Jordan and I are on our way home from our girls’ trip to Chicago. Literally, we are on the plane in the air. I’m probably breaking some rules here, but the flight attendants are awfully friendly to me. They must know I have breast cancer.
Chicago was a blast! We met my friend, Andrea, and her daughter, Peyton, and absolutely crushed Chicago at Chicago. We saw every major tourist attraction known to man. I’m going to sleep for the next 4 days.
I didn’t really have time to think about having cancer, and yet, it was always kind of there… hanging in the air. Most of the time, it would end up in bad joke. We’d be waiting for a table at a restaurant and I’d whisper in Andrea’s ear, “Do you think they’d seat us faster if I told them I have breast cancer?” I asked the guy pedaling the bicycle cabs if they had a breast cancer discount. He gave me one.
The only time cancer really caught up with me during the hustle of this vacation was when I got a call from THE JAMES telling me the date they had scheduled my mastectomy. By the way, it’s going to be Tuesday, July 14th, if you’re interested.
Anywho… we had just started digging into our breakfast at a hip cafe when the phone rang. I answered, agreed to the date, and then hung up. Andrea and I locked eyes and I couldn’t keep it in.

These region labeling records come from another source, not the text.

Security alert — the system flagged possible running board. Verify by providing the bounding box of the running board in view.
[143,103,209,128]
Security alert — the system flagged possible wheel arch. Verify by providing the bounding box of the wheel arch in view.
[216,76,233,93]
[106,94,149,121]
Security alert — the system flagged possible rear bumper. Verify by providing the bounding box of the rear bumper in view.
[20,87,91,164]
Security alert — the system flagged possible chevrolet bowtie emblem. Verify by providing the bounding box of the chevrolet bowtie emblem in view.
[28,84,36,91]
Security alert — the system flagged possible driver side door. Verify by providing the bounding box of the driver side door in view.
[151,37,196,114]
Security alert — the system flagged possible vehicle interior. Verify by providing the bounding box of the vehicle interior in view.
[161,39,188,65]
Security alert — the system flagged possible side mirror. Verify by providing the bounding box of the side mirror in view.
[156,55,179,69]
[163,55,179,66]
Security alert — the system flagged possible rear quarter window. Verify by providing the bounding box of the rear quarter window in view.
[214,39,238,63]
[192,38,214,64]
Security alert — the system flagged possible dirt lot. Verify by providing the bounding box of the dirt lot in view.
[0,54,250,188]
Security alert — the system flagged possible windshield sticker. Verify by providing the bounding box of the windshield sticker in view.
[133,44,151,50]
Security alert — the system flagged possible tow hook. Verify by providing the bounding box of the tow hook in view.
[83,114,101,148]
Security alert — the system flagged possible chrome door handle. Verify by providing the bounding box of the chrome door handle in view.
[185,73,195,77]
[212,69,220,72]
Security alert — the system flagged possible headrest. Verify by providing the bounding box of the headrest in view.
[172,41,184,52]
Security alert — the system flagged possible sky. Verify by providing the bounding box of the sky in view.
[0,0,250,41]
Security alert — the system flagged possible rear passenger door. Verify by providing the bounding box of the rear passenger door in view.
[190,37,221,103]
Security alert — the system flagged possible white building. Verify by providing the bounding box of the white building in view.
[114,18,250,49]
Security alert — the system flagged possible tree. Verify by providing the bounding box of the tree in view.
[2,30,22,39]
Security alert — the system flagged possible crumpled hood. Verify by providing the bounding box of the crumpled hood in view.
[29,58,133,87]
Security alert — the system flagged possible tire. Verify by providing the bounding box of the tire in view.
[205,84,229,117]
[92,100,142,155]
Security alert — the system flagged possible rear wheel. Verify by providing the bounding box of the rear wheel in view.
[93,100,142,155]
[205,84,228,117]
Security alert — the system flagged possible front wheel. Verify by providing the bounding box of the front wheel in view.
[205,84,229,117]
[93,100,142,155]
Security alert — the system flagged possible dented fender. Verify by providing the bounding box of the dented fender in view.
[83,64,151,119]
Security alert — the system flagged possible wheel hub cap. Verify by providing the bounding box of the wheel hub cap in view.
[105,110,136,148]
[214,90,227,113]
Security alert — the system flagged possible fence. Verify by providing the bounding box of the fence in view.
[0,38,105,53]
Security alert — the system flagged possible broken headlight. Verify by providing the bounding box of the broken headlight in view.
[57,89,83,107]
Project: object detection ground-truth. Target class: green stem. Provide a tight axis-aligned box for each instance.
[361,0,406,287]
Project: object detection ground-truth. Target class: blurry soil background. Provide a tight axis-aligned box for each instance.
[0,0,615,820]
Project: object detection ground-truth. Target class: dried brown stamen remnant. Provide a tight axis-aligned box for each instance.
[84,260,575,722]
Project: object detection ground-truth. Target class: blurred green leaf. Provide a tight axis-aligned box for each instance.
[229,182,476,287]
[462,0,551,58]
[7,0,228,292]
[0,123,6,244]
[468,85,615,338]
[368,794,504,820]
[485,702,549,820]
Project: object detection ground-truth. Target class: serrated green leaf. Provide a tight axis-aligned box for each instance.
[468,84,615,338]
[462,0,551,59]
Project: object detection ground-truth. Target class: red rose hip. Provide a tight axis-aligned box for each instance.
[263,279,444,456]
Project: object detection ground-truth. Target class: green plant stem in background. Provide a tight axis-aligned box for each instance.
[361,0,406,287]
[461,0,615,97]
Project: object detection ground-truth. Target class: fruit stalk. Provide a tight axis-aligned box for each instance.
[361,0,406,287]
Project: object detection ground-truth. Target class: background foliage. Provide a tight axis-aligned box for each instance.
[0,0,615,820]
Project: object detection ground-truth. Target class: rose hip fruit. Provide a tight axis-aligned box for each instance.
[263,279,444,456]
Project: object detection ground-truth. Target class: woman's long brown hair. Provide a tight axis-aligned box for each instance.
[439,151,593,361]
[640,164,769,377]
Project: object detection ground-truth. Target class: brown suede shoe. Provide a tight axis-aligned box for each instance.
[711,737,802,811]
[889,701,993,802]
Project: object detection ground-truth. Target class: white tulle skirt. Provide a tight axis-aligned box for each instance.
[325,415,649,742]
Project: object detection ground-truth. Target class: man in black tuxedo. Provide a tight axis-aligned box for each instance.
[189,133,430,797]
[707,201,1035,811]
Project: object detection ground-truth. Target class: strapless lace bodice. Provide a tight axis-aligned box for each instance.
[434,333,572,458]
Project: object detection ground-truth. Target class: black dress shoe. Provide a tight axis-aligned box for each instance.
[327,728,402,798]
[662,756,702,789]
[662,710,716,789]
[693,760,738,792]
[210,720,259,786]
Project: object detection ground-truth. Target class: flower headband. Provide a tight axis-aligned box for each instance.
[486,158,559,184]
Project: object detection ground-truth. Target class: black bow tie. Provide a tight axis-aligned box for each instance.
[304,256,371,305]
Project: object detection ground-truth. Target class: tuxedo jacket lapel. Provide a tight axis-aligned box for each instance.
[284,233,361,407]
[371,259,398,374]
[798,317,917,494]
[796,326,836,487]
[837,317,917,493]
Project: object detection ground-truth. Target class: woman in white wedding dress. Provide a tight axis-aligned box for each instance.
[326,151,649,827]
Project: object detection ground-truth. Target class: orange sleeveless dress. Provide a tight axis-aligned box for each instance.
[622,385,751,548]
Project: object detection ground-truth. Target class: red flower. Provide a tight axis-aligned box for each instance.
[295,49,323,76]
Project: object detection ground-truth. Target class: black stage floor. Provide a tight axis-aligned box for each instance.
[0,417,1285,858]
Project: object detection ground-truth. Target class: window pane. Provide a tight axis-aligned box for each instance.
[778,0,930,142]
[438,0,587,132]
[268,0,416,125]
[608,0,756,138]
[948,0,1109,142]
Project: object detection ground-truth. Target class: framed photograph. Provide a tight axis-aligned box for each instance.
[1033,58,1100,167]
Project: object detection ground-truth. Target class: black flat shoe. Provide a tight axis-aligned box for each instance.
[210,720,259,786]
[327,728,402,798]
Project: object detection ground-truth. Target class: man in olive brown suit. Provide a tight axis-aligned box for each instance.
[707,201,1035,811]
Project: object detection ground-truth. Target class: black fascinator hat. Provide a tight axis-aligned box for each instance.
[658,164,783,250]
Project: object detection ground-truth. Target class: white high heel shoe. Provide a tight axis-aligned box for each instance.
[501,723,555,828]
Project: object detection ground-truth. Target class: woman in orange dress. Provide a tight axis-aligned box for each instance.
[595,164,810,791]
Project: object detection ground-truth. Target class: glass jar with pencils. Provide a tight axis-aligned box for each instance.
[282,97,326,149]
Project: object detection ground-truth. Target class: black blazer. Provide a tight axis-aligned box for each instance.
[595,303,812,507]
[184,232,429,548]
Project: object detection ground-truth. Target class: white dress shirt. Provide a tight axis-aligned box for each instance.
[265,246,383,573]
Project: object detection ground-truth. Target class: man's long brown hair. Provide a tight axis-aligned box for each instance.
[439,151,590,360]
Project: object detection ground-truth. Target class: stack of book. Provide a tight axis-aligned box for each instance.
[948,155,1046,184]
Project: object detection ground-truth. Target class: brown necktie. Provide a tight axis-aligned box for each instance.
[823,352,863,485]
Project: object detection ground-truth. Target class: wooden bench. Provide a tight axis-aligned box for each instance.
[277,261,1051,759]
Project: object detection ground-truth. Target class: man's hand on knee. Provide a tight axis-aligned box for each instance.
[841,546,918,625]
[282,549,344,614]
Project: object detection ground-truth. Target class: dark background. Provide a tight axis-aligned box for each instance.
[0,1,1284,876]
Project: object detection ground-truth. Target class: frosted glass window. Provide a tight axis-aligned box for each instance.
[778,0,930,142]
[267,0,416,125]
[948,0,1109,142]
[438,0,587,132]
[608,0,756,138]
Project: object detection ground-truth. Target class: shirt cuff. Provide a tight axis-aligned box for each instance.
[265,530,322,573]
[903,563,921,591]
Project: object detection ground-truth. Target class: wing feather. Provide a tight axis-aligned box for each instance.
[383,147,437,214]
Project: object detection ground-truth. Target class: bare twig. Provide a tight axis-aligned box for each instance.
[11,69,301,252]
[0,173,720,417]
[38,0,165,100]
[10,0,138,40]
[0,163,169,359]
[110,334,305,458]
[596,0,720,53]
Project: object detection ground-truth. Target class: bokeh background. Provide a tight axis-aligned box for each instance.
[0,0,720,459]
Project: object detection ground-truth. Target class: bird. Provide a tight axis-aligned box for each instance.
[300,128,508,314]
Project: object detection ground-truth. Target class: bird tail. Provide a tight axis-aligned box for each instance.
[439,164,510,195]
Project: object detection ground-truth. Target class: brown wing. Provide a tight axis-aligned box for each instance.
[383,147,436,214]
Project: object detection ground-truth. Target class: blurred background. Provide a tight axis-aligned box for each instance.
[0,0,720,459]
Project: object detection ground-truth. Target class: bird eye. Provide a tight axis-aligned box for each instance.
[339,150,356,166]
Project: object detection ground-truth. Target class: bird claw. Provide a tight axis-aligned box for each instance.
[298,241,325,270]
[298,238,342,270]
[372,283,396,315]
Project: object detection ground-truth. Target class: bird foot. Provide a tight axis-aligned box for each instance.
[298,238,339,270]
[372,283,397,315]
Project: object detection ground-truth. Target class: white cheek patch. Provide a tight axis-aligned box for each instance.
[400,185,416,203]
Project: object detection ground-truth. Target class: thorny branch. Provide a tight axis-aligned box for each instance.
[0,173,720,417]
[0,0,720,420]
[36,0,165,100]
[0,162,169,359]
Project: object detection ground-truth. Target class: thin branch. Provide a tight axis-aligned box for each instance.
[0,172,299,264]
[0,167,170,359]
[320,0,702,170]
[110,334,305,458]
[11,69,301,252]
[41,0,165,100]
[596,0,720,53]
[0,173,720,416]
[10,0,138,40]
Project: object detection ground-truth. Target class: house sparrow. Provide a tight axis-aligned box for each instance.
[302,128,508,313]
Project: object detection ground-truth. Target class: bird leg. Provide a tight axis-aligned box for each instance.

My eyes started leaking… her eyes started leaking… Jordan’s eyes started leaking and then Peyton, God bless her, said in a totally confused voice, “Is Nicole really that sad she couldn’t get toast?” She had totally missed the conversation and had no idea what we were all upset about. And just like that, we were giggling again and the moment had passed.
Walking through the airport on our way home, I took note of the destinations. Pensacola, San Antonio, Las Vegas, Albany, San Jose, Baltimore. I could run. I could take Jordan and we could just run. We could just pretend cancer and surgeries and breast tumors don’t exist and stay far, far away from THE JAMES. Oh it’s so tempting. And then I remembered that I left my boys at home. Charlie and Ben. And Saul. And more than anything I wanted to run as fast as I could back to my husband who will put his arms around me and let me leak from my eyes and just hold me.
And so I’m on a plane. Heading home. Instead of trying to out-run cancer.